“Las Amarillas” (1988) – Los Lobos * Produced by Los Lobos * Label: Slash/Warner Bros.
Los Lobos topped the charts in 1987 with their polished-up vintage T-bird version of “La Bamba.” Perhaps drawing inspiration from the scene in the eponymous movie where Ritchie Valens hears the song’s traditional incarnation (performed by Los Lobos as a late fifties cantina band), they went unplugged for their follow-up album La Pistola y El Corazon, a nine-song folklorico album that clocked in at only twenty-five minutes and featured striking cover art by George Yepes.
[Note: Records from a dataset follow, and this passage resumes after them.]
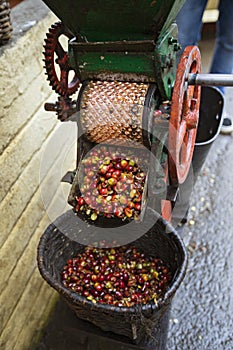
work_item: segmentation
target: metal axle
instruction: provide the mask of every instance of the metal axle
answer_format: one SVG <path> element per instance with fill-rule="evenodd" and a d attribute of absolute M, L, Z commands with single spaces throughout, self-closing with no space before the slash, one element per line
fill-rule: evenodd
<path fill-rule="evenodd" d="M 189 85 L 233 86 L 233 74 L 189 74 Z"/>

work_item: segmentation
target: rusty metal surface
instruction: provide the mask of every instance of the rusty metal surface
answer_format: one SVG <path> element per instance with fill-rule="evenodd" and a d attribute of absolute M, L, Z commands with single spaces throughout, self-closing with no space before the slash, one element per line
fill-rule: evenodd
<path fill-rule="evenodd" d="M 82 72 L 82 77 L 84 80 L 88 80 L 90 78 L 89 72 Z M 98 71 L 92 72 L 91 77 L 93 80 L 102 80 L 102 81 L 124 81 L 124 82 L 137 82 L 137 83 L 156 83 L 156 77 L 153 79 L 151 77 L 146 76 L 144 73 L 135 73 L 135 72 L 110 72 L 110 71 Z"/>
<path fill-rule="evenodd" d="M 177 184 L 183 183 L 188 175 L 199 118 L 200 87 L 188 86 L 186 77 L 200 71 L 198 47 L 186 47 L 177 68 L 169 124 L 169 170 Z"/>
<path fill-rule="evenodd" d="M 67 42 L 73 34 L 63 23 L 53 24 L 46 34 L 44 44 L 44 62 L 47 79 L 52 89 L 61 96 L 74 94 L 79 87 L 79 79 L 69 64 L 69 56 L 60 42 L 66 37 Z M 71 73 L 71 74 L 70 74 Z M 72 76 L 70 81 L 70 76 Z"/>
<path fill-rule="evenodd" d="M 91 81 L 80 95 L 80 120 L 91 142 L 143 143 L 142 116 L 148 84 Z"/>

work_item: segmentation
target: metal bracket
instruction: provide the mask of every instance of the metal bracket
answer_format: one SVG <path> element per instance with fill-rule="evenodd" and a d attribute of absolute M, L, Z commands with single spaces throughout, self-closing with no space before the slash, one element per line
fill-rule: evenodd
<path fill-rule="evenodd" d="M 67 171 L 67 173 L 61 179 L 61 182 L 67 182 L 72 185 L 74 181 L 75 173 L 76 173 L 76 170 Z"/>

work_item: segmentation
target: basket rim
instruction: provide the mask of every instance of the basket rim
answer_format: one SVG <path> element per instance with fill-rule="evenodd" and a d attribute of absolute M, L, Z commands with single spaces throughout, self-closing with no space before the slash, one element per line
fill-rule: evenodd
<path fill-rule="evenodd" d="M 151 209 L 152 210 L 152 209 Z M 153 210 L 154 211 L 154 210 Z M 154 211 L 155 212 L 155 211 Z M 123 313 L 125 314 L 126 312 L 130 315 L 135 315 L 135 311 L 140 310 L 141 312 L 146 312 L 146 311 L 158 311 L 160 310 L 163 306 L 165 306 L 170 298 L 175 294 L 177 291 L 179 285 L 184 279 L 185 272 L 187 269 L 187 264 L 188 264 L 188 254 L 185 248 L 185 245 L 183 243 L 182 238 L 178 234 L 178 232 L 175 230 L 175 228 L 164 218 L 161 217 L 157 212 L 155 212 L 157 220 L 161 222 L 165 229 L 166 229 L 166 234 L 173 240 L 173 242 L 178 245 L 179 249 L 183 253 L 183 261 L 181 263 L 180 269 L 177 272 L 177 274 L 174 276 L 174 282 L 171 285 L 171 287 L 163 294 L 162 297 L 160 297 L 157 300 L 157 303 L 154 302 L 149 302 L 145 305 L 143 304 L 136 304 L 131 307 L 122 307 L 122 306 L 114 306 L 114 305 L 109 305 L 109 304 L 100 304 L 100 303 L 93 303 L 92 301 L 86 299 L 85 297 L 81 296 L 80 294 L 71 291 L 68 288 L 65 288 L 61 282 L 58 280 L 55 280 L 54 278 L 51 278 L 51 274 L 46 270 L 45 267 L 45 260 L 44 260 L 44 250 L 46 248 L 46 243 L 49 239 L 49 236 L 51 234 L 51 230 L 56 229 L 58 230 L 56 225 L 54 223 L 51 223 L 45 232 L 42 234 L 40 237 L 39 245 L 37 248 L 37 264 L 38 264 L 38 269 L 42 275 L 42 277 L 48 282 L 48 284 L 53 287 L 56 291 L 61 293 L 63 297 L 66 299 L 70 297 L 75 301 L 76 303 L 83 304 L 91 309 L 96 309 L 96 310 L 102 310 L 102 311 L 114 311 L 117 313 Z M 64 214 L 63 214 L 64 215 Z M 61 215 L 61 217 L 63 216 Z M 60 217 L 59 217 L 60 218 Z M 61 235 L 65 236 L 63 233 Z M 72 241 L 72 240 L 70 240 Z"/>

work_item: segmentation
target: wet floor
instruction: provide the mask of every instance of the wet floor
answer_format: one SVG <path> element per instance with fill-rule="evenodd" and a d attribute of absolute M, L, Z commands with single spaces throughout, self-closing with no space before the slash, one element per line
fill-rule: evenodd
<path fill-rule="evenodd" d="M 173 301 L 168 349 L 233 349 L 233 138 L 219 136 L 182 233 L 186 277 Z"/>

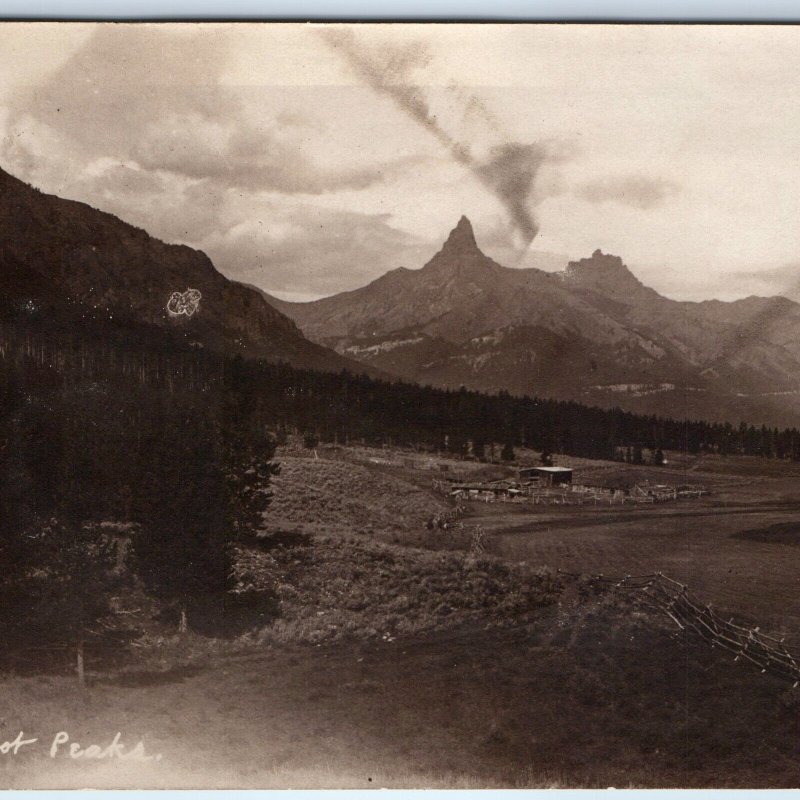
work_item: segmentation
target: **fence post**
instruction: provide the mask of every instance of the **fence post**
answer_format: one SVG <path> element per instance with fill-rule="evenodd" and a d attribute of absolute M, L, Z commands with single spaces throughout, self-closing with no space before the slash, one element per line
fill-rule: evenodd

Seven of the tracks are traditional, while the other two are trad-sounding originals. The best information you can get about the album is in the February 1989 issue of Frets magazine, in which the band gives background on each of the songs and their instrumentation.
Cesar Rosas identifies “Las Amarillas” as a primitive huapango from the backwoods of Guerrero, where “you use a drum instead of a bass, two nylon-string guitars, and two violins.” In a 1988 review of the album in the Los Angeles Times, Victor Valle writes that the song “goes into a territory of passion some Mexicans may not even recognize,” with “allusions to beaks that peck and nests that squeeze,” giving Rosas’ vocal “the earthy eroticism of Campesinos ignorant of puritanical shame.”
Not mentioned anywhere is the song’s coda, where Louie Perez’s floor toms shift into a pulsing 4/4, David Hidalgo plays the Native-American signifier riff of old westerns on his violin, and band roadie Mouse de la Luz, on bells, sounds out the melody to the Hamm’s Beer “Land of Sky-Blue Waters” theme.